How much lower? For a typical one-earner family, guaranteed benefits would be about 75 percent of the level promised by the present system in 2042 and, stunningly, only half of the level in 2075. This is the dirty little secret of privatization.
The president seems to think that adding gains due to investment in private accounts will excite younger people. But even if a person earned, say, 4.5 percent a year in a portfolio of stock and bonds over 30 years, and paid a minimal investment management fee to boot, returns for a typical one-earner couple whose breadwinner retires in 2042 will still be less than the benefits promised under the present system.
The eyes may be about to glaze over, I know. But just one last technical point. Many of those who opt for private accounts will not earn 4.5 percent a year. Many and perhaps most will earn just 3 percent a year or so, and even less. Under these circumstances, benefits including those gains from private accounts will actually be lower down the road than if even nothing were done to reform the current system.
Let me say that one more time, because it is a stunner. If the nation makes no reforms, the reduced benefits -- down to about 70 percent of promised levels -- will still be higher for the typical retiree than benefits will be under the likely Bush administration privatization plan.
The president goes blithely on, however. He may believe more in the certainty of equity market returns than he should. No doubt, ideology also has a part. For all the president's praise of Social Security Wednesday night, it has always bothered those who favor minimal government.
There are also practical political considerations. The success of Social Security has been a political advantage for the Democrats. Why not take that away from them?
And, of course, it will be a boon for the Street. The president argues that the system will carefully monitor managerial fees. But Austan Goolsbee, an economist at the University of Chicago, computed last fall that even modest fees will accumulate into an enormous amount over 75 years. In fact, the present value of those fees is $940 billion, or about one-fourth of the cumulative gap between Social Security's income and outgo over those 75 years.
Goolsbee may have overshot the mark some, especially if government picks up some of the administrative expense (which will cost taxpayers, anyway). But there is little doubt the fees will mount, especially if individuals are given some choice in their investments and Wall Street has the incentive to attract them.
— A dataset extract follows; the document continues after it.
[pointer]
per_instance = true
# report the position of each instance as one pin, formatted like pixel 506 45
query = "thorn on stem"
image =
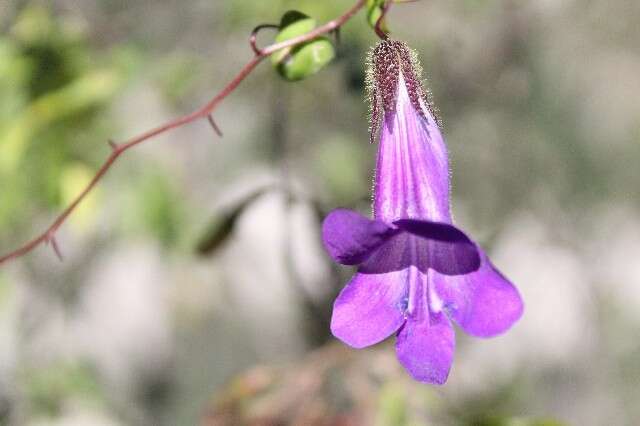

Teresa Ghilarducci, an economist from Notre Dame, thinks there is another, even more compelling lure for Wall Street. As baby boomers retire, they will stop buying stocks on balance and start selling them. So the Street needs new sources of purchasing power to hold up stock prices. What better than privatization?
There is a sensible course. On Wednesday, President Bush argued that the nation should fix Social Security once and for all. But there is no forecasting the future that far in advance with certainty. It is entirely possible the economy will do better than expected over the next 50 to 70 years, wages will rise rapidly, and payroll taxes will more than exceed expected Social Security outlays.
Experts like Robert Ball, the former Social Security Administration official, and Alicia Munnell, a former Clinton economist now at Boston College, argue that the nation should begin to make small changes now. Benefits should be somewhat reduced and taxes raised only slightly. In 10 years or so, the nation can make another adjustment, depending on the outlook at that point.
This is not the ideological bold stroke the president is looking for. It will provide no long-term political blow to the Democrats, nor will it delight one's Wall Street friends. It will probably not make history, either. But it is the best way to solve the nation's Social Security and generate confidence in the system.
Now the president is off on a tour to sell his Social Security ideas. If he ultimately wins, it will be a tragedy. It will transform Social Security from a guaranteed retirement benefit to a gamble. Not all will lose, but many will. We could do little worse for our children. Fortunately, I think this is one battle the president will lose.
Editor's note: This story has been corrected since its original publication.